20 Kali Pertemuan yang Sukses Bikin Freeport Lepas 51% Saham
PT Freeport Indonesia menyepakati persyaratan pemerintah terkait kelanjutan pertambangan di Papua. Kesepakatan itu diumumkan Menteri ESDM Ignasius Jonan bersama Menteri Keuangan, Sri Mulyani Indrawati, di Kementerian ESDM, Selasa (29/8/2017).
CEO Freeport-McMoRan Inc, Richard Adkerson, turut mendampingi Jonan dan Sri Mulyani. Intinya, Freeport sepakat kegiatan tambang di Papua diperpanjang setelah 3 syarat pemerintah terpenuhi.
Pertama, landasan hukum yang mengatur hubungan antara Pemerintah dan Freeport akan berupa Izin Usaha Pertambangan Khusus (IUPK), bukan Kontrak Karya (KK).
Kedua, divestasi saham Freeport sebesar 51% untuk Indonesia. Ketiga, Freeport membangun smelter selama 5 tahun, atau selambat-lambatnya selesai pada Oktober 2022, kecuali terdapat kondisi force majeur.
Ketiga, penerimaan negara secara agregat lebih besar dibandingkan saat masih berlaku rezim KK. Hal ini didukung dengan jaminan fiskal dan hukum yang terdokumentasi untuk Freeport.
Kegiatan tambang Freeport akan diperpanjang hingga 2041 sejak berakhir pada 2021 nanti, namun tidak diberikan sekaligus 20 tahun.
“Perpanjangan pertama diberikan sampai 2031, kedua sampai 2041. Apakah otomatis? Secara hukum tidak bisa, ada persyaratan misalnya harus bayar pajak royalti, tidak melanggar Undang Undang. Selama ini dipenuhi akan diberikan (perpanjangan sampai 2041), ini akan dicantumkan dalam IUPK. Kalau memenuhi ini semua otomatis akan diperpanjang,” tegas Jonan.

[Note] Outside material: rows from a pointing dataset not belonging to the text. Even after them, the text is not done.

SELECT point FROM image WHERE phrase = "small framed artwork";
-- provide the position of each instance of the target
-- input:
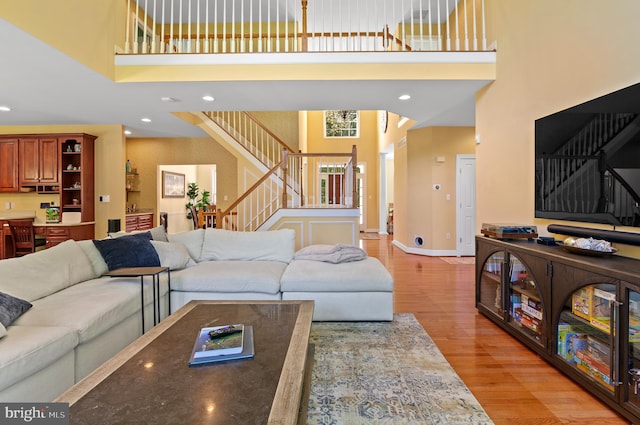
(172, 185)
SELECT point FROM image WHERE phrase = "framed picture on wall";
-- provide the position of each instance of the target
(172, 185)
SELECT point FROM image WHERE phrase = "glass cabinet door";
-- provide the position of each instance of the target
(526, 312)
(491, 284)
(586, 332)
(633, 363)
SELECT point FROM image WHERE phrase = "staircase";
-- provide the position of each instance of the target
(576, 179)
(284, 178)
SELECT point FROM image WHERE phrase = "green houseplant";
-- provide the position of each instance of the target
(53, 214)
(192, 194)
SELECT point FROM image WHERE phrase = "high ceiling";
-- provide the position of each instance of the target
(42, 86)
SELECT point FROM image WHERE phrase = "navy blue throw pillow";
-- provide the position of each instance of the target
(128, 251)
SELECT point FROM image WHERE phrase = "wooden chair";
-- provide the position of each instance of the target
(24, 237)
(194, 217)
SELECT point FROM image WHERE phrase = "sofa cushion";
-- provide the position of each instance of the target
(28, 349)
(94, 256)
(92, 307)
(45, 272)
(172, 254)
(157, 233)
(11, 308)
(317, 276)
(192, 240)
(128, 251)
(227, 245)
(230, 276)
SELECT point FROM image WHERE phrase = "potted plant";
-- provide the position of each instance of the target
(192, 194)
(53, 214)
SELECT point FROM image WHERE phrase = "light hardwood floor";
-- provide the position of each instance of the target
(512, 383)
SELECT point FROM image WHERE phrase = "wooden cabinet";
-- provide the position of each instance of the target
(143, 221)
(9, 169)
(38, 163)
(77, 185)
(579, 313)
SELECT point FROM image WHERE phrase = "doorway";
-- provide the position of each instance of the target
(466, 209)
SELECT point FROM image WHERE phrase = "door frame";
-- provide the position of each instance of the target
(460, 227)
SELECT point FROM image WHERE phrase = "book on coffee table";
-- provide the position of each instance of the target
(238, 346)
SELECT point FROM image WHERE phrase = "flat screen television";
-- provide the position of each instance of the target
(588, 161)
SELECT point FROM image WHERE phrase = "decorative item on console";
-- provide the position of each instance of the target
(509, 231)
(588, 246)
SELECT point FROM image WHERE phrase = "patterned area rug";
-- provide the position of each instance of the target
(385, 373)
(459, 260)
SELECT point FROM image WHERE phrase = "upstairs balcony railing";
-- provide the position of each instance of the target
(281, 26)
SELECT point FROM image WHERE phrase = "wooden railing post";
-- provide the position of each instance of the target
(285, 167)
(305, 39)
(354, 161)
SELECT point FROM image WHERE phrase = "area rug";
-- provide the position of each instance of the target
(385, 373)
(459, 260)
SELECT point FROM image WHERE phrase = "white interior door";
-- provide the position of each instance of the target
(466, 211)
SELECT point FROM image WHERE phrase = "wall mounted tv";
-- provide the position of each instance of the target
(588, 161)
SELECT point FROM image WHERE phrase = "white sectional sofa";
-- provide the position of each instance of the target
(79, 318)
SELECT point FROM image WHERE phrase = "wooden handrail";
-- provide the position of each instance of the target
(349, 166)
(246, 194)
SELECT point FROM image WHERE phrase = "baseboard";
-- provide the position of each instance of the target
(426, 252)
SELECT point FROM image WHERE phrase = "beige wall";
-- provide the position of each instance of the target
(367, 146)
(546, 62)
(283, 124)
(87, 31)
(149, 154)
(431, 159)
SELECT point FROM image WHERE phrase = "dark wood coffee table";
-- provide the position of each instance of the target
(150, 380)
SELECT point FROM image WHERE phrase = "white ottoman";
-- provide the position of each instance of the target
(354, 291)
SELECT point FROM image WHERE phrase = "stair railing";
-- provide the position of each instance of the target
(251, 134)
(325, 180)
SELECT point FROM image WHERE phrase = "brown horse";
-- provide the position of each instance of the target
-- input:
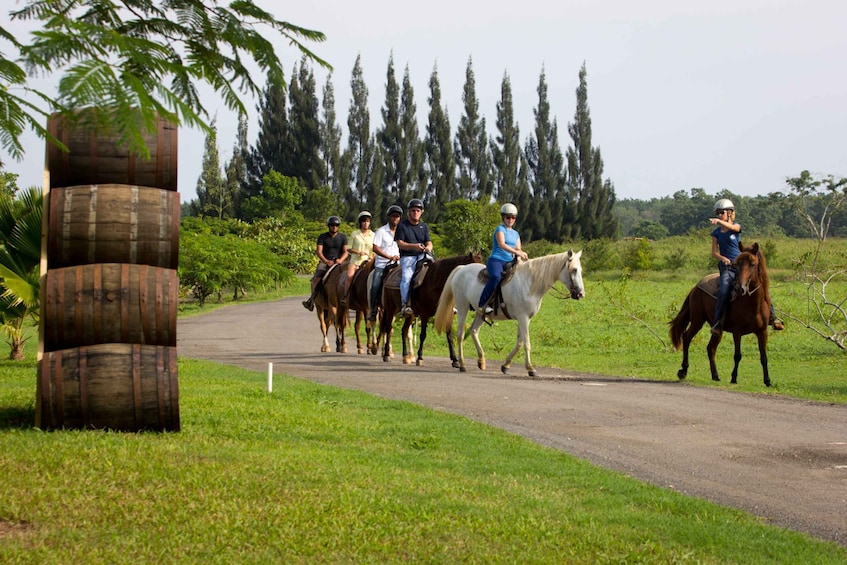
(328, 306)
(747, 314)
(424, 301)
(357, 299)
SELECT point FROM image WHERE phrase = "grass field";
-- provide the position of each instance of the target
(318, 474)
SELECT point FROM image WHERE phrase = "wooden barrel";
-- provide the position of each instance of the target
(113, 223)
(127, 387)
(95, 156)
(109, 303)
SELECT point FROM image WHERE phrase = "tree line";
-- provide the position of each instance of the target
(298, 159)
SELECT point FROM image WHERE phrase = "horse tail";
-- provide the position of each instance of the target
(444, 313)
(680, 322)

Menurut Jonan, butuh pertemuan berkali-kali dengan Freeport sebelum sampai pada kesepakatan itu.
“Ya kira-kira 20 kali, saya selalu laporkan ke presiden,” kata Jonan
Sri Mulyani menambahkan, kesepakatan tersebut bukan hanya memberi kepastian bagi Freeport, tapi juga untuk pemerintah. Kepastian untuk pemerintah adalah dalam hal penerimaan negara yang besarannya lebih tinggi dibandingkan pada saat rezim KK.
“Indonesia untuk bisa memberikan izin operasi yang diperpanjang kita juga membutuhkan kepastian penerimaan, jadi dua-duanya memiliki kepentingan yang sama, yaitu kepastian,” kata Sri Mulyani.
Lepas 51% Saham
Salah satu kesepakatan penting adalah Freeport bersedia melepas 51% saham (divestasi). Artinya, porsi kepemilikan pemerintah di Freeport yang sekarang hanya 9,36% akan menjadi mayoritas.
Divestasi saham Freeport juga menjadi sorotan Presiden Joko Widodo (Jokowi).
“Pertama ini mandat presiden dan bisa diterima Freeport Indonesia bahwa divestasi yang akan dilakukan menjadi 51% total,” tutur Jonan.
Selanjutnya, pemerintah dan Freeport akan membahas divestasi itu lebih rinci. Materi pembahasan antara lain, kapan mulai divestasi, mekanisme divestasi, dan harga saham.
Intinya, pemerintah dan Freeport masih perlu duduk bersama lagi.
“Kita selesaikan dulu detail divestasi, smelter itu teknis, tinggal mereka ajukan saja ke kami. Programnya (smelter) bagaimana, kita tinggal monitor. Lampiran divestasi dulu yang mesti kita bahas secara penting,” kata Jonan.
Yang jelas, Holding BUMN tambang tertarik membeli saham Freeport. Holding BUMN pertambangan terdiri dari PT Inalum, PT Aneka Tambang Tbk, PT Timah Tbk, dan PT Bukit Asam Tbk.
Menteri BUMN, Rini Soemarno, juga telah menyampaikan minat holding BUMN tambang membeli saham Freeport. “Kemungkinan besar iya,” imbuh Rini.
Sedangkan Menteri Koordinator Kemaritiman, Luhut Panjaitan, menegaskan divestasi sudah mulai berjalan tahun depan. Menurutnya, pada 2018 nanti porsi saham pemerintah di Freeport akan menjadi 30%
“Kalau saya tidak keliru, 30% itu harus selesai di 2018. Jadi kita berharap 2021 nanti akan selesai 51%,” tutur Luhut.